Photo by T. Senette
My new year began yesterday. It’s not that I don’t know what day it is. It’s only that I’m starting a slow movement toward renewal. 2017 was a challenging year and I didn’t want it to let the calendar hit it in the ass on the way out. Plus, this weather has me contemplating a retreat into hibernation. Our southern coast doesn’t usually see frigid temperatures until February and even then it doesn’t usually last more than 48 hours. My house is cozy and comfortable, so why expose myself to cold wind and post-holiday blues that seem to permeate the collective mood. Truth be told, it is more than that. I’m reticent, holding back my opinion of what may be in store for this year. I lack a vision for a future that includes a healthy dose of cooperation, collaboration and constructive creativity. I have no resolutions. What I would change seems unchangeable. Adding more to my to-do list is not possible. Refraining from all my cherished vices doesn’t seem likely. My mood is not sad. It’s undecided, directionless.
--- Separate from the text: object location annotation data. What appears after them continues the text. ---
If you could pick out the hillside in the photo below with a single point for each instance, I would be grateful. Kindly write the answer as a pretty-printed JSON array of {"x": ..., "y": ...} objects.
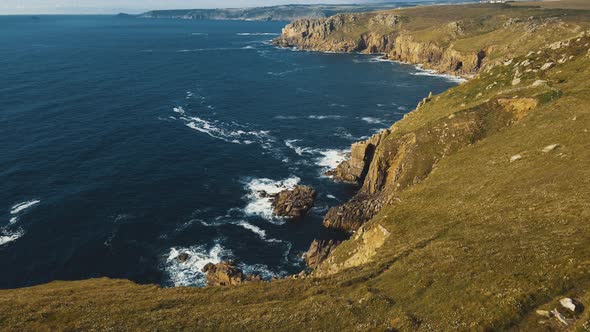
[
  {"x": 272, "y": 13},
  {"x": 472, "y": 212}
]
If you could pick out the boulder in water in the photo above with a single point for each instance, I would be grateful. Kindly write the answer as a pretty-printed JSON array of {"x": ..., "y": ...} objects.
[{"x": 294, "y": 203}]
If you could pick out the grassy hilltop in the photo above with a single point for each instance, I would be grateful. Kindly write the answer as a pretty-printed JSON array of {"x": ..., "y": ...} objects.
[{"x": 492, "y": 225}]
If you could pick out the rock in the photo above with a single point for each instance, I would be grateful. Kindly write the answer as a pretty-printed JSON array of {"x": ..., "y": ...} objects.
[
  {"x": 294, "y": 203},
  {"x": 550, "y": 148},
  {"x": 568, "y": 304},
  {"x": 571, "y": 304},
  {"x": 183, "y": 257},
  {"x": 264, "y": 194},
  {"x": 226, "y": 274},
  {"x": 544, "y": 313},
  {"x": 548, "y": 66},
  {"x": 319, "y": 251},
  {"x": 561, "y": 318},
  {"x": 515, "y": 158}
]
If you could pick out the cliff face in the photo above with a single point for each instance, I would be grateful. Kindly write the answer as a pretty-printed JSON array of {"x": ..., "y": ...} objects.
[
  {"x": 483, "y": 218},
  {"x": 394, "y": 159},
  {"x": 270, "y": 13},
  {"x": 382, "y": 33},
  {"x": 450, "y": 44}
]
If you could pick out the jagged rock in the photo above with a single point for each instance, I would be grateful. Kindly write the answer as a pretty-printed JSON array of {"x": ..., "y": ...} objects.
[
  {"x": 294, "y": 203},
  {"x": 355, "y": 168},
  {"x": 183, "y": 257},
  {"x": 571, "y": 304},
  {"x": 561, "y": 318},
  {"x": 264, "y": 194},
  {"x": 316, "y": 34},
  {"x": 319, "y": 251},
  {"x": 226, "y": 274},
  {"x": 544, "y": 313},
  {"x": 548, "y": 66},
  {"x": 550, "y": 148},
  {"x": 400, "y": 160}
]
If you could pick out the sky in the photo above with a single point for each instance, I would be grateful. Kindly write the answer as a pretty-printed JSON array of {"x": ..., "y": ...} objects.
[{"x": 133, "y": 6}]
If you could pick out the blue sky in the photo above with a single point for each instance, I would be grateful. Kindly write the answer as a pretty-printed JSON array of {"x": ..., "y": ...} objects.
[{"x": 132, "y": 6}]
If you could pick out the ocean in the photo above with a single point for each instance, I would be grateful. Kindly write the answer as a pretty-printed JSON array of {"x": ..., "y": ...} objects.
[{"x": 125, "y": 141}]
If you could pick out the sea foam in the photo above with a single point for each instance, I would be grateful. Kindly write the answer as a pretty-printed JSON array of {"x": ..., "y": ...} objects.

So instead of focusing on 2018, I find myself projecting all my inspiration to 2020. So much about that year is appealing to me. It will be the year I can collect Social Security, the year we will finish paying for this oasis of hospitality that has become a fortress of solitude for me and our next opportunity to see if the country’s voting population has gained wisdom from its previous misstep in 2016.
I am determined to create art this year with a vision for 2020. I will use my creativity to inspire myself to more hope for the global collective consciousness.
I will begin in the dark where all my fears live and then seek the light that inspires courage. With enough grace I hope to emerge in authenticity and wholeness of being. What is required is structured solitude. Let the year begin!